A ostentação exibida nas redes sociais, com festas em lanchas, uso de quadriciclos e consumo de bebidas de alto valor, contrasta com as acusações que pesam contra ele no âmbito das investigações conduzidas pela Polícia Civil de Mato Grosso.
Segundo a polícia, Pablo Henrique é investigado por participação no ataque à empresa de transporte de valores Brinks, ocorrido em abril de 2023, no município de Confresa (MT). Na ocasião, cerca de 20 criminosos fortemente armados invadiram a cidade, atacaram estruturas de segurança, fizeram moradores reféns e tentaram acessar o cofre da empresa, em uma ação considerada de extrema violência e com características de “domínio de cidades”.
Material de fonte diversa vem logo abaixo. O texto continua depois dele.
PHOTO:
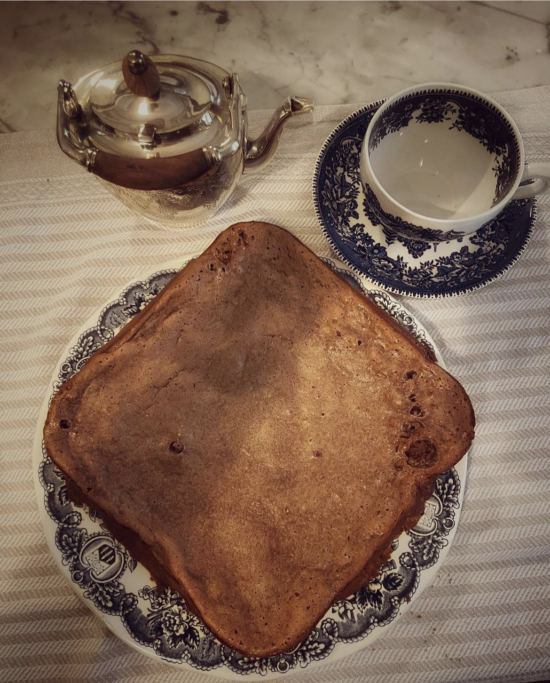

As investigações apontam que o suspeito teria papel estratégico dentro da organização criminosa, atuando no planejamento logístico e na coordenação das ações, mesmo sem estar diretamente na linha de frente do ataque. Contra ele e outros investigados foram expedidos mandados de prisão preventiva por crimes como roubo majorado, organização criminosa e lavagem de dinheiro.

Prisão e Operação Pentágono
A prisão ocorreu em um imóvel localizado no núcleo São Félix, em Marabá, após trabalho conjunto entre a Polícia Civil do Pará e equipes do Mato Grosso. A operação teve como objetivo cumprir 97 ordens judiciais, incluindo prisões, buscas e bloqueios de contas bancárias ligadas ao grupo criminoso.
Nas redes sociais, conteúdos associados ao investigado mostram uma rotina marcada por viagens, festas e consumo de itens de luxo, o que, segundo investigadores, pode estar relacionado à movimentação de recursos ilícitos. A ostentação passou a integrar as linhas de apuração, especialmente no rastreamento financeiro da organização.
Defesa nega envolvimento
Em nota, a família de Pablo Henrique de Sousa Franco negou envolvimento direto dele nas práticas criminosas e afirmou que ele teria sido induzido por terceiros a participar de transações financeiras sem conhecimento da origem ilegal dos valores. “Ele não tem envolvimento direto com práticas criminosas”, diz o comunicado divulgado após a prisão.